NMI Fault without any obvious fault bits set

Question

Hi everyone,

I'm currently experiencing a strange crash on a STM32G473 and I'm a bit stumped on how to debug it.

First the crash:

The system is a STM32G473 running FreeRTOS V10.5.1. I have a simple FDCAN ISR which takes the incoming CAN frames and pushes it to a FreeRTOS queue for use in user space in a task; nothing fancy except this, just transforming the data to a nicer structure and clearing the FIFO and so on. During high bus loads however, the FDCAN ISR will sometimes fire during a FreeRTOS context switch. When it does, the system crashes, which is a problem in and of itself, but the main issue is that the NMI is triggered and not the Hardfault.

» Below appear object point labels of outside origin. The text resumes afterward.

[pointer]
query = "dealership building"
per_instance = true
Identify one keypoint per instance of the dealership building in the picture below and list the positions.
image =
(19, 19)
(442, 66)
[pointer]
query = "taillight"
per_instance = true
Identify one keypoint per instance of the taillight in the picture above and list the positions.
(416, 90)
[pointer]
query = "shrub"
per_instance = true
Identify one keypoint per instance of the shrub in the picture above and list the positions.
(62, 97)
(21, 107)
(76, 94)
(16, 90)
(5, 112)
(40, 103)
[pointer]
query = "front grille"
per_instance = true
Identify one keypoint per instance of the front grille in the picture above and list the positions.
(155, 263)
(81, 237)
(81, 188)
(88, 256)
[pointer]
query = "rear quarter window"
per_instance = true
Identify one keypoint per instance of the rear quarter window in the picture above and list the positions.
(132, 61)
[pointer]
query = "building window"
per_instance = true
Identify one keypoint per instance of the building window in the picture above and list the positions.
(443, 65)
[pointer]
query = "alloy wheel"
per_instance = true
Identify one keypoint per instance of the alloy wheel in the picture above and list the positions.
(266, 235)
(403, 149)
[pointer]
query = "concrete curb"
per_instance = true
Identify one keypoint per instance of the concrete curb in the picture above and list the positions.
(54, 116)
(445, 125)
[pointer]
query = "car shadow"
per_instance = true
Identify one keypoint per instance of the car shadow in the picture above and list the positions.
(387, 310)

SRAM Parity is enabled, but not Clock Security.

Attached is the NMI Handler. I'm checking every bit in HFSR, CFSR, AFSR, The parity error bit and the flash ecc bit and even the css bit are checked. I'm stepping through the function and checking if anything could have triggered the NMI. None of the relevant bits are set to 1 however. I can clearly see that the memcpy() in the FreeRTOS queue-pushing is triggering the NMI; and the callstack in the debugger is very clear that an FDCAN ISR was triggered during the context switch.

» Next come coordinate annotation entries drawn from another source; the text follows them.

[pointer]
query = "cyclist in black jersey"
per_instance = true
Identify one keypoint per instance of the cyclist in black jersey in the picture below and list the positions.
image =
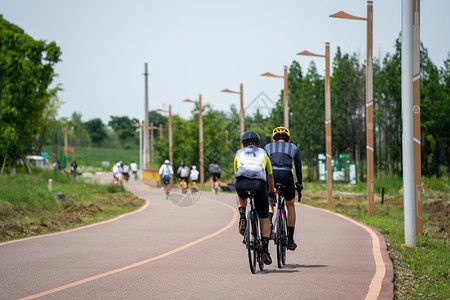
(281, 153)
(253, 169)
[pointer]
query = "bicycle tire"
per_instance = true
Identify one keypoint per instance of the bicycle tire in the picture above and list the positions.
(284, 237)
(281, 238)
(250, 242)
(257, 239)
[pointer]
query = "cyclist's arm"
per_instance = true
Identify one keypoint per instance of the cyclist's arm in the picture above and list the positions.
(269, 171)
(298, 167)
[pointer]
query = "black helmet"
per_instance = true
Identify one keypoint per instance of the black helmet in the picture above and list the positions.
(250, 136)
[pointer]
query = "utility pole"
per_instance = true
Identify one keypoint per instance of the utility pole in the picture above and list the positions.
(407, 119)
(146, 158)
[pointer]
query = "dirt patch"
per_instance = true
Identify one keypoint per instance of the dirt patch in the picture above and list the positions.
(404, 281)
(438, 221)
(72, 214)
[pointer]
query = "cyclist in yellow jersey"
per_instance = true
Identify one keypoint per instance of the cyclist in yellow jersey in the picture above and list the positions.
(253, 169)
(282, 152)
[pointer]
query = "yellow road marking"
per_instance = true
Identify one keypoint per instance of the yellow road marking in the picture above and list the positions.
(140, 263)
(380, 267)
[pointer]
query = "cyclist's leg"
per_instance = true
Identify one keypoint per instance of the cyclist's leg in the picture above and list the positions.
(242, 185)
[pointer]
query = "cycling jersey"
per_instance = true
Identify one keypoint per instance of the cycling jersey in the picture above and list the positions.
(252, 162)
(281, 155)
(166, 170)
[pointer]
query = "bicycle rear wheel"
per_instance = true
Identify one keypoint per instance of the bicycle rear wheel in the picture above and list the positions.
(258, 248)
(281, 238)
(251, 242)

Other things tried: I've checked the Vector Table to see if the NMI handler had ended up at another position, which it hasn't. The hardfault handler works as intended (its a simple while(1) { __asm("nop"); } right now. I've checked the errata and couldn't find anything related to the NMI.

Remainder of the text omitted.